Open vincent-zurczak opened 8 years ago
I agree with you. Immutable infrastructures are more secured.
IMO, the only constraint I see is such a immutable infrastructure must be a clustered infrastructure to be able to do a hot-upgrade without service interruption. Is it always possible ? I don't known. This should depend on the application to deploy. Perhaps Roboconf could provide some new features about load-balancing to create clustered applications more easily. For example, Roboconf could provide something as an application template "load-balancer" automatically instantiated and linked (as another Roboconf application) on a given keyword in the Roboconf application to deploy.
Another way could be based on system packages with an automatic upgrade configured at operating system level, but I'm not sure that is available on all operating systems.
Migrating the DM is already feasible. It is part of its contract for quite a long time now. See installation tips.
There are many options for agents.
We can either want to migrate an agent without modifying running Software on the machine. That can be seen as a manual process. This implies the agent to persist its configuration, stop the agent, install the new one and start it. No matter what we decide, I think we should support this scenario in some way.
We can also want to migrate a whole application.
IMO, this should go through immutable infrastructures. Which means launching a new VM to migrate an agent. Migrating a whole application would imply creating all the VMs. The question is about service interruption and how many resources do we need. No matter what, when we migrate to a new Roboconf version, we should stop usual processes and go through Karaf commands.
Basically, it would mean...
# Log into the DM
./client -u karaf
# Declare we want to migrate an agent or a whole application.
roboconf:migration initialize my-app
# Actions from the web console are not possible anymore.
# No more life cycle change until the migration is done.
# True on the DM's side but also on agents' side.
# Migrate an agent...
roboconf:migrate perform my-app my-instance
# ... or migrate the whole application.
roboconf:migrate perform my-app
# Migration is over.
roboconf:migration complete my-app
roboconf:migration initialize my-app
indicates to the DM no more action can be undertaken on this application.
roboconf:migration complete my-app
indicates to the DM we can go back to the normal behavior.
roboconf:migrate perform...
is the most complex because there are many situations.
I think we should make simple. I once listed migration strategies. Migrating Roboconf or a Roboconf application can be solved the same way for some situations. IMO, roboconf:migrate perform...

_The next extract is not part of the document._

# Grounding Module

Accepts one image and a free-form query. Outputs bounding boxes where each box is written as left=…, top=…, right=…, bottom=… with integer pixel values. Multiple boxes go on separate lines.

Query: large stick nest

should ask the chosen migration strategy. There will be only one now: #258. We undeploy the application and we will install the new one then. Once the strategy is chosen, roboconf:migrate perform...
should ask whether we need to upgrade the application template. If application A was associated with template TA 1.0, and that TA 1.1 is now available, we will create the same application but from the new template. So, basically, we should select the application template we want to migrate to. It can be any version (forward or backward). Obviouskly, we can remain on the same version. Eventually, roboconf:migrate perform...
should ask a confirmation.
In case where a user would change his mind, and that he/she types in Ctrl + C
, roboconf:migration cancel my-app
should be available. Basically, it would do the same thing the roboconf:migration complete my-app
. Only the semantic changes. It is not possible to cancel the process when perform is in progress.
All the process is described as being interactive. However, Karaf allows to script such actions. So, they could just be scripted to prevent errors in productions.
Other migration strategies were submitted: #259 (quite easy to implement) and #260 (more difficult). And others can be found.
With the second scenario, migration is handled by the DM. So, upgrading the DM makes this option available to new Roboconf versions. Which means we do not have to implement it for the next release (0.7).
I created issue #607 for the first scenario (manual switch).
Assuming Roboconf is used to deploy a production environment, how should we deal with the upgrade of Roboconf? Currently, the DM can be stopped and restarted (its state is persisted). And once #519 is solved, this would be quite transparent. However, it is not the same at all for agents, since they do not persist anything (or not everything, in fact).
We should even wonder whether it is a good practice or not to upgrade the agent (and any Software) on virtual machines. Maybe we should just create a new one with the right version. This may also be the solution to applications upgrade. Maybe the best solution for this is immutable infrastructures.